By Edward Achorn
God bless Marcia Cole. She had the courage to show up, wearing nineteenth century garb, at a protest over a monument in Washington, D.C., that honors Abraham Lincoln for his role in emancipating four million enslaved Americans.
Ms. Cole, a member of the African American Civil War Museum’s Female RE-Enactors of Distinction (FREED) program, spoke up for the ex-slaves who funded the statue.
The statue has been targeted for destruction or removal by the same forces that are trying to destroy or erase many symbols of American freedom and courage across the country. A copy in Boston is also at grave risk of being removed. Many of those determined to eradicate the ex-slaves’ tribute to Lincoln are white.
The argument being used against the statue is that it is racist, because the black man depicted is crouching while Lincoln is standing. But, of course, there is little or no effort by violent anarchists and those who want destroy America’s symbols to understand the history behind the monument.
Ms. Cole spoke up, above all, for Charlotte Scott, one of the freed slaves who helped raise the $17,000 needed for the monument honoring Lincoln. She believes Scott contributed the first five dollars, no small amount in those days.
“I understand there’s a big campaign trying to raise money to either take it down or mend it, and I say ‘no’ on behalf of Ms. Charlotte,” she said in an interview with WJLA. “People tend to think of that figure as being servile but on second look you will see something different, perhaps. That man is not kneeling on two knees with his head bowed. He is in the act of getting up. And his head is up, not bowed because he’s looking forward to a future of freedom.”
The chains on the figure have been snapped. The ex-slave appears to be strong, muscular and unbroken, looking up at Lincoln’s Emancipation Proclamation, which in the view of black Americans in the nineteenth century — and serious historians today — played a powerful role in ending slavery.
While white hecklers tried to shout her down, Ms. Cole told the crowd, “”I have made it my mission to protect that statue. We need light and not hate. Having civil minds.”
Reenactor Carolivia Herron spoke of her great grandmother, Olivia, who told her what it was like during the Civil War. Olivia was 12 years old when slavery ended in Virginia. “And I know she gave five dollars for this. In my heart I know it. I don’t have any proof.”

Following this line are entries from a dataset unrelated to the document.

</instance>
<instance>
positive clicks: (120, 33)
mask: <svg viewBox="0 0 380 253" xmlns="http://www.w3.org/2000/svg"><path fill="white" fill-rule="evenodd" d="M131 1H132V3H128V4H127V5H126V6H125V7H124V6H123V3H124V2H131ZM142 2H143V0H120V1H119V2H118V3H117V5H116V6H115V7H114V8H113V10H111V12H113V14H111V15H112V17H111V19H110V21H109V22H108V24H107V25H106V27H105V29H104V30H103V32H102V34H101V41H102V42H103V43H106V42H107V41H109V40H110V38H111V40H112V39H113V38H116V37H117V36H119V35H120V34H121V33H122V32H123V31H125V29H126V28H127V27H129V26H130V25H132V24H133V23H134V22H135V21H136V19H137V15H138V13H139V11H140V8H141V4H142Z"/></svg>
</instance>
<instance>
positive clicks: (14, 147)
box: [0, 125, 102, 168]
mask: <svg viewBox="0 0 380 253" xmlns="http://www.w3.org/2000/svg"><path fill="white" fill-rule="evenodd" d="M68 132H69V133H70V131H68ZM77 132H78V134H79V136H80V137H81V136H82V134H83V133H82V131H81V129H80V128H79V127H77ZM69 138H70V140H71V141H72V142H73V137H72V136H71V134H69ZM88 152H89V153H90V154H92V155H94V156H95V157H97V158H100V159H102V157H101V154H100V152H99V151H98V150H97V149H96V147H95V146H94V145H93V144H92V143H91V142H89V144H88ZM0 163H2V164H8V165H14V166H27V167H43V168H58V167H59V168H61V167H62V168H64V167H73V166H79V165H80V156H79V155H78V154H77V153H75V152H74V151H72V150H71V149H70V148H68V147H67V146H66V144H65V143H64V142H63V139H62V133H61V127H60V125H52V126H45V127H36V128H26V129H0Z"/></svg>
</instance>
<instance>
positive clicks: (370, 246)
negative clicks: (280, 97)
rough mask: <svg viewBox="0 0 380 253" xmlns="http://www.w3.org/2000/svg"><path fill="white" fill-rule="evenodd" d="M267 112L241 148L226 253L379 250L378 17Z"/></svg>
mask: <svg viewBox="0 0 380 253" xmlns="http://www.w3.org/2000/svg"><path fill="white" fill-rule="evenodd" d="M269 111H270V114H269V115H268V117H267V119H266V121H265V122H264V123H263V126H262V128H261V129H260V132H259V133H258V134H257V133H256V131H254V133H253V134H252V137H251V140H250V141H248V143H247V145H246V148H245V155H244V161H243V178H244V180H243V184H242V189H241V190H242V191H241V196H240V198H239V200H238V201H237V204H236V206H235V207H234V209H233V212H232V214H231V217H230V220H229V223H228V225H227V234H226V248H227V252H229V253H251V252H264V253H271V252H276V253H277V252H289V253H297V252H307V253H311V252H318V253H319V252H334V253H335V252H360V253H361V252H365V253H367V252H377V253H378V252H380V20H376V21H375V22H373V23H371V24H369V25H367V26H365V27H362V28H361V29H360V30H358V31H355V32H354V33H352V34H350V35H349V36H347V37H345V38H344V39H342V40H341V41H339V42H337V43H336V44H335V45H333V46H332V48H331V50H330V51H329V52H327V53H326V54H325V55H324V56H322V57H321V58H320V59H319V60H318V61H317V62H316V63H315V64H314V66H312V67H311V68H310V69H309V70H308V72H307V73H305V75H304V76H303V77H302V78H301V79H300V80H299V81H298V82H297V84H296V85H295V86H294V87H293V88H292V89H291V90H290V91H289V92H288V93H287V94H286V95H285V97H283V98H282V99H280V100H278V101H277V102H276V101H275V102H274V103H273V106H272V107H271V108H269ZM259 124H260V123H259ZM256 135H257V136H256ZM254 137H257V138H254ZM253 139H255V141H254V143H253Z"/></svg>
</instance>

Ms. Herron spoke out against obliterating the past. “Things change,” she said. “Our perceptions of how things should be presented change. There’s an intelligent, acceptable, proud way to interpret this statue.
“We need not be ashamed of what we came from. Indeed, the people who should be ashamed are those who perpetuated [slavery], not those who were the victim of it.”
What a beautiful statement.
Several other black Americans — men and women — showed up in nineteenth century costumes to argue for preserving their history and respecting the wishes of ex-slaves. A Frederick Douglass reenactor read from Douglass’s stirring speech on April 14, 1876 in dedication of the monument. Some 25,000 people attended that 1876 event, including President Ulysses Grant.
“This statue is a part of African American history,” reeactor Lavonda Broadnax said. “This statue was paid for and conceived by black people.”
The unkindness of those who would destroy the ex-slaves’ monument was not only evident in their filthy language and threats of violence.
One young woman shamefully screamed in the face of an older black man, who calmly endured her completely unwarranted and cruel abuse.
There is more going on here than concern about a black man’s crouching position, I believe. I worry that some people who detest America do not want a memory of strong and brave ex-slaves who put up the first statue of Abraham Lincoln. Such a statue argues that blacks did not see themselves as perpetual victims of racism, but as a proud people rising up after 250 years of bondage.
It was encouraging to see these reenactors bravely stand up against the mob and argue for preserving black history. Indeed, it was one of the most encouraging things I have seen since this mindless and violent assault on American symbols began.